Hadoop – Mapper & Reducer (Mar 2016)

image2

Data file & Description

For this project, I used a huge enrollment data of my university. There are over 660,000 data rows on this csv file. It’s almost impossible to look over all these. So, what I tried to do was parsing this chunk of data as my need using mapper and reducer from Hadoop.

  • A: Semester ID
  • B: Semester
  • C: Location
  • D: Days of the week
  • E: Time
  • F: Coursed
  • G: Course Name
  • H: Actual Enrollment
  • I: Max Enrollment

excelData

With this csv, I parsed as [Location(w/o room#)_Semester  ActualEnrolled].

So on my mapper, it gets location(but not room#) and then # of Actual Enrollment, but it filters unknown data(some data has unknown or Arr value).

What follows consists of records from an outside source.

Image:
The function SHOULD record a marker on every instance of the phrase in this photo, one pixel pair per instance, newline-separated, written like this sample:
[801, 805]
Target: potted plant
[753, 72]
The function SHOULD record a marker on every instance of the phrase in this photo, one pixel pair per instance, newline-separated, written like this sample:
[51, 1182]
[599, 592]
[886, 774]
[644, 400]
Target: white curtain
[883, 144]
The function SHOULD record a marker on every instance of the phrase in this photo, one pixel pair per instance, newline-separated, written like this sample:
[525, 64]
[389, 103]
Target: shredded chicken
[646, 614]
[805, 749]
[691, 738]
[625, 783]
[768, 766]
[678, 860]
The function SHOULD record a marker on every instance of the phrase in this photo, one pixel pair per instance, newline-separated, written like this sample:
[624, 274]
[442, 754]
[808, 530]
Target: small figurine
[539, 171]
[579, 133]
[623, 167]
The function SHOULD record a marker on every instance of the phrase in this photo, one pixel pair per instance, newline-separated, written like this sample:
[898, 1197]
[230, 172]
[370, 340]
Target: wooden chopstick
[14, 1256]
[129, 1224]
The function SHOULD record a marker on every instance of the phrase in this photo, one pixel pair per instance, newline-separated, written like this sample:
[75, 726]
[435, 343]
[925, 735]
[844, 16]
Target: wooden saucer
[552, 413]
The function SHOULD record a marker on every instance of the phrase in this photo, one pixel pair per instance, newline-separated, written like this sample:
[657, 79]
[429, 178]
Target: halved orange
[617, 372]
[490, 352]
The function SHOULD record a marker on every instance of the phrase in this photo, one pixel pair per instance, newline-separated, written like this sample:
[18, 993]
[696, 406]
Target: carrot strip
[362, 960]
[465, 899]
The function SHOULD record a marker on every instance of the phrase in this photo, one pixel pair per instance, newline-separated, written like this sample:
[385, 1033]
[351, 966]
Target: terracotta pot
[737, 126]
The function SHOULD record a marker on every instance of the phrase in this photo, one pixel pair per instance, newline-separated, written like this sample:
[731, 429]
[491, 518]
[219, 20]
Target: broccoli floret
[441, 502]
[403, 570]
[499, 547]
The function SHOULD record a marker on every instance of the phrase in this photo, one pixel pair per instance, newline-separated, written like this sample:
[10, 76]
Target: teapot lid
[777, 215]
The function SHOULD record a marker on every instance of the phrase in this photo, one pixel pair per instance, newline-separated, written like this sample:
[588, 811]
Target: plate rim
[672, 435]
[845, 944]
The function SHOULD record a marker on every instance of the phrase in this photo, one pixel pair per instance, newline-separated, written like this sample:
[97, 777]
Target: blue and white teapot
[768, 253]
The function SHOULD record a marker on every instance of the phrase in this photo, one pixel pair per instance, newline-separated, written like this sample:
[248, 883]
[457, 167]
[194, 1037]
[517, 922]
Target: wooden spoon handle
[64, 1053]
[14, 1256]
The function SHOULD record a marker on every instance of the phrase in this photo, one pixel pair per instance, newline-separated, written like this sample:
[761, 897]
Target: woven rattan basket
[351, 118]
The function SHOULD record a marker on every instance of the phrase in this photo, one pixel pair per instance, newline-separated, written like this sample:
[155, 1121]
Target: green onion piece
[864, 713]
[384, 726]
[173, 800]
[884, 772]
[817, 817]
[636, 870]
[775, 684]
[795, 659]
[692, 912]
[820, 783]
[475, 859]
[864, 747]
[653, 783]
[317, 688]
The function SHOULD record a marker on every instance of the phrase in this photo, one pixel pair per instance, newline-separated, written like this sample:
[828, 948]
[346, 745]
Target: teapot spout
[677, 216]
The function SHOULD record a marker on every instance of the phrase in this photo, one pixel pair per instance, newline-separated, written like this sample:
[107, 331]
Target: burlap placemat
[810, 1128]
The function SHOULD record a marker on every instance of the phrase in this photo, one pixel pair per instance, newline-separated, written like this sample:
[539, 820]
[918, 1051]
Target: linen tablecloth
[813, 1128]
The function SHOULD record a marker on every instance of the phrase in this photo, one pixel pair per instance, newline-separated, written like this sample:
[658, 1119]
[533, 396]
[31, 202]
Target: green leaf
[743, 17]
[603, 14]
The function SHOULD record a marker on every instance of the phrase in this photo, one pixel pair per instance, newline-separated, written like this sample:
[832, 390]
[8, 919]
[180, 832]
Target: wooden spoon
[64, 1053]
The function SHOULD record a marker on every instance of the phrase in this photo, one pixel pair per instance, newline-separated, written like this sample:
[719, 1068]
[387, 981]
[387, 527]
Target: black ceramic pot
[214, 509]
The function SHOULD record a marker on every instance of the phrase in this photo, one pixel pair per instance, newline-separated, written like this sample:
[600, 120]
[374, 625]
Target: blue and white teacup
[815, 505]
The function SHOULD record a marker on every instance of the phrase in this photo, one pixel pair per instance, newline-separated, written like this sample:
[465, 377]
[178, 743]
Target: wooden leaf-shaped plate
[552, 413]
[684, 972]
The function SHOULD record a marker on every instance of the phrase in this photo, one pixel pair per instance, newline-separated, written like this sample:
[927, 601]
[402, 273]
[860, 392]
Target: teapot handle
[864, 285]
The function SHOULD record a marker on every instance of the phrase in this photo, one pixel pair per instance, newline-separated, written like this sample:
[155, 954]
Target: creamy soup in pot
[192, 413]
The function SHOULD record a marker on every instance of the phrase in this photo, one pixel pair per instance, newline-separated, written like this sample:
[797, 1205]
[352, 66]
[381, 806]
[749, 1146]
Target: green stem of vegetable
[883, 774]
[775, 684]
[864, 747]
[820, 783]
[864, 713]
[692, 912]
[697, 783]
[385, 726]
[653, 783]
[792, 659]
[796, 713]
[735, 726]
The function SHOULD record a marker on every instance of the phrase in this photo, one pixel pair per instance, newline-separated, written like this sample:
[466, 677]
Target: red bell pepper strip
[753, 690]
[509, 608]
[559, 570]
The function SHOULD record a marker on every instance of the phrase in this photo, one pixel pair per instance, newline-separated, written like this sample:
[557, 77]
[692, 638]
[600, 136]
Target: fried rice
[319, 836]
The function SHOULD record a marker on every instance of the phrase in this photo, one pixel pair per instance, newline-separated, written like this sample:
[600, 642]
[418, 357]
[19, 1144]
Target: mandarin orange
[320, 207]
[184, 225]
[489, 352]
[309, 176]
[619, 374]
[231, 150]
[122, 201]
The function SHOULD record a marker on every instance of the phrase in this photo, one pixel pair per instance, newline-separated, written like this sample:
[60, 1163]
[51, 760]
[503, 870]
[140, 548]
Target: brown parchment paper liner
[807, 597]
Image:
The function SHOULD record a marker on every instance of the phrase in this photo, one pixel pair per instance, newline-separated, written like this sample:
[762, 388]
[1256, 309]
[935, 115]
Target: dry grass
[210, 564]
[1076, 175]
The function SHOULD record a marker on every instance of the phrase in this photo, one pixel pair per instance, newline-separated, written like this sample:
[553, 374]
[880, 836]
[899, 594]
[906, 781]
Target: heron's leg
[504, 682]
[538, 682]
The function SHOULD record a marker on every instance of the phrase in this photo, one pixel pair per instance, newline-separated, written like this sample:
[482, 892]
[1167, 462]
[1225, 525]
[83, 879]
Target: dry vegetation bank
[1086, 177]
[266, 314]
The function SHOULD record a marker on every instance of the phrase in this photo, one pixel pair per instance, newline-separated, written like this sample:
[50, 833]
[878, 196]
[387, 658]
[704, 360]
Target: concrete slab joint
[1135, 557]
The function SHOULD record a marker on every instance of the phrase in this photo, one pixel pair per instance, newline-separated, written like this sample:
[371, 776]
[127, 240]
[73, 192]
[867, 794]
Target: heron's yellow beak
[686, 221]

On reducer, it adds up all the same building’s # of enrollment.

Actual code

/*

Chang Min Park

This code filters out Semester name "Unknown"
also, building name "Arr" or "Unknown", but building number doesn't matter
also, if enrolled number is not an actual number.

*/

import java.io.IOException;
import java.util.StringTokenizer;

import org.apache.hadoop.conf.Configuration;
import org.apache.hadoop.fs.Path;
import org.apache.hadoop.io.IntWritable;
import org.apache.hadoop.io.Text;
import org.apache.hadoop.mapreduce.Job;
import org.apache.hadoop.mapreduce.Mapper;
import org.apache.hadoop.mapreduce.Reducer;
import org.apache.hadoop.mapreduce.lib.input.FileInputFormat;
import org.apache.hadoop.mapreduce.lib.output.FileOutputFormat;
public class WordCount {
   public static boolean isNumber(String string){
      try{
         Integer.parseInt(string);
      }
      catch(Exception e){
         return false;
      }
      return true;
   }

   public static class TokenizerMapper
      extends Mapper<Object, Text, Text, IntWritable>{

      private final static IntWritable one = new IntWritable (1);
      private Text word = new Text ();
      public void map (Object key, Text value, Context context
         )throws IOException, InterruptedException{
         String[] str = value.toString().split(",");
         String[] building = str[2].split(" ");

         if(str[1]=="Unknown"||building[0].contains("Arr")||building[0].contains("Unknown")
            ||!isNumber(str[7])){
            return;
         } else{
            word.set(building[0]+"_"+str[1]);
            context.write(word, new IntWritable(Integer.parseInt(str[7])));
         }
      }
   }

   public static class IntSumReducer
      extends Reducer <Text, IntWritable, Text, IntWritable> {
      private IntWritable result = new IntWritable();
      public void reduce (Text key, Iterable<IntWritable> values,
         Context context) throws IOException, InterruptedException {
         int sum = 0;
         for(IntWritable val : values) {
            sum += val.get();
         }
         result.set(sum);
         context.write(key, result);
      }
   }
   public static void main (String[] args) throws Exception {
      Configuration conf = new Configuration();
      Job job = Job.getInstance(conf, "word count");
      job.setJarByClass(WordCount.class);
      job.setMapperClass(TokenizerMapper.class);
      job.setReducerClass(IntSumReducer.class);
      job.setOutputKeyClass(Text.class);
      job.setOutputValueClass(IntWritable.class);
      FileInputFormat.addInputPath(job, new Path(args [0]));
      FileOutputFormat.setOutputPath(job, new Path(args [1]));
      System.exit(job.waitForCompletion(true) ? 0 : 1 );
   }
}

Result

result
This result prints out each location's all year total # of actual enrollment.
It can help a lot on assigning lecture hall for university technicians.